MILK. Four pints of green-capped, semi-skimmed, bog-standard milk, so no need for a shopping list. Except here’s what you left with instead:


You didn’t absolutely need cake, but you didn’t know that Jaffa Cake Donuts existed until 15 seconds ago. On a discount. And you’ve got Wagon Wheels and Jammie Dodgers to complete the set, perfect to go with that milk.


You’ve fancied soup recently, with the nights drawing in. Is there a chance you’ve already had this same thought seven times in three weeks and you have six tins at home? Maybe.


Now these you definitely needed, for the TV remote. Lucky you stumbled across them while looking for that other thing. You’re not confident of whether you need double or triple As, but it’ll be fine. 50/50 chance.

Something from the Whoops!

Spinach?

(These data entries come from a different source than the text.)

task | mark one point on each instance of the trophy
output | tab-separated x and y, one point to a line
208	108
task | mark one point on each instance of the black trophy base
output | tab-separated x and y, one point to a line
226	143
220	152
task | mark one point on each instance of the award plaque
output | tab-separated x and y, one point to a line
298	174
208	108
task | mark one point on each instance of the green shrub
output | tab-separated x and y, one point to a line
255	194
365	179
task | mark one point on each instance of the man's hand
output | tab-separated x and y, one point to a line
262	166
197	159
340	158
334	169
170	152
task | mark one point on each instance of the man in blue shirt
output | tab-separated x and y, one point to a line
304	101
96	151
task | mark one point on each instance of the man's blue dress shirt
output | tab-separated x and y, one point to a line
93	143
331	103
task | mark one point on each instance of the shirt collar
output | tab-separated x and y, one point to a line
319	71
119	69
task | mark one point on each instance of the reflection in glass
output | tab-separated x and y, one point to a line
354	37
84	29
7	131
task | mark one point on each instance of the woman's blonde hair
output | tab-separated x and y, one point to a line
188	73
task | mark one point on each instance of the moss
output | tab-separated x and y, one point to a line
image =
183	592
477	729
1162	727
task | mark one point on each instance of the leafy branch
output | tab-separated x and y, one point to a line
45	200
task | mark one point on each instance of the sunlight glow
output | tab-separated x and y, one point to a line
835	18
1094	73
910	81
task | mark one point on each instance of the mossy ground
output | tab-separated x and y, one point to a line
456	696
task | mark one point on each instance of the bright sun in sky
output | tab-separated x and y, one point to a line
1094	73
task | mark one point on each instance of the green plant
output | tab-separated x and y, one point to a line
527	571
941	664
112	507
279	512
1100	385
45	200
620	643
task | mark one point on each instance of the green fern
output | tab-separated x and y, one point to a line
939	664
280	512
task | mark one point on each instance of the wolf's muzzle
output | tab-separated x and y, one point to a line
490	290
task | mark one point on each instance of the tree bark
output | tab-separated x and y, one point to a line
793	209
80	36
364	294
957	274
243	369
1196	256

Hot cross buns? A mini trampoline from the weird middle aisle? Whatever it was, you were indefensible to the magnetic power of the little yellow sticker. If it’s reduced to 53p, it’s a necessity.


You haven’t had a Babybel in years. They still have that wax on that everyone used to throw at each other at school. Go on, since you’re in the dairy aisle, pick some up. And they’re healthy so it counterbalances the cakes. Now what was it..?


Breakfast, you needed to sort breakfast for tomorrow. So you’ve got a box of Crunchy Nut. And that’s definitely all that you needed, because that will be a simple, easy, single-ingredient breakfast.